Question(s) For Expert Witness
- 1. How often do you perform mastectomies?
- 2. What are the criteria for offering a woman a NAC skin-sparing mastectomy?
- 3. What care should be taken that all biopsy clips are removed with the mastectomy specimen?
Expert Witness Response E-061928
I am a fellowship-trained breast surgical oncologist. I specialize in breast surgery and breast care for both benign and malignant disease.

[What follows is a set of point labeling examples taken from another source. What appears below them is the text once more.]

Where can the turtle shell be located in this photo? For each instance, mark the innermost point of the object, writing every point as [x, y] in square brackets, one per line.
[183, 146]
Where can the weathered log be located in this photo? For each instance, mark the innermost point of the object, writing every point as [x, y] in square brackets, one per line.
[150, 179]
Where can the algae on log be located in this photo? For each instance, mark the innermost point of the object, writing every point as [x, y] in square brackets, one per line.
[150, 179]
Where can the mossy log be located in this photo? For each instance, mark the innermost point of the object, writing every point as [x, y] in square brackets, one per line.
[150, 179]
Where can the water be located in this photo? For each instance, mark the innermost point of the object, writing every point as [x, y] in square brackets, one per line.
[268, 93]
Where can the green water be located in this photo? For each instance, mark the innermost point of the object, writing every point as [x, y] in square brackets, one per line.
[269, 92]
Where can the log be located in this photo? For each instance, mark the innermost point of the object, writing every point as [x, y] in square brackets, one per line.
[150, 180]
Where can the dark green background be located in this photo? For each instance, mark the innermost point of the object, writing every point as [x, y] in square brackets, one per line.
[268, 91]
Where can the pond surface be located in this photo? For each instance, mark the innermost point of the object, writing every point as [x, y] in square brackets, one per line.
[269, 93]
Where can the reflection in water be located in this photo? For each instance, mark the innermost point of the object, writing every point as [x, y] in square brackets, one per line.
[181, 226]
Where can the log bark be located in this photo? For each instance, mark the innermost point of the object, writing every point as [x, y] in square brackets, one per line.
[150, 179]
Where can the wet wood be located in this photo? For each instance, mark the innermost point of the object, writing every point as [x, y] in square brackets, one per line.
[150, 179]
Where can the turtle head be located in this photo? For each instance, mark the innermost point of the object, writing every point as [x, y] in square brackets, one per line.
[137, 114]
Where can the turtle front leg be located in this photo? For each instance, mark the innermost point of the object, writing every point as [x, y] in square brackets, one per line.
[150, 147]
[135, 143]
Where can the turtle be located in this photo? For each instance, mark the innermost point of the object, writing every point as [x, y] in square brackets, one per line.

I am a member of the NCCN breast cancer treatment guidelines panel. I perform mastectomies on a regular basis, with and without reconstruction. A woman can be offered a nipple-sparing mastectomy assuming her cancer isn’t immediately behind the nipple and areola and assuming there isn’t any nipple change or nipple discharge. Beyond that, breast size and shape and cancer stage also impact eligibility. All biopsy clips are usually removed based on overall anatomy. The surgeon knows where the borders of the breast are and where the clips are located. There isn’t typically any imaging done of the tissue removed or of the patient postoperatively to verify clip removal. I have seen this complication but it is rare. One colleague had this experience with cancer located in the far upper outer breast. Another had this experience with cancer located in the far inner breast.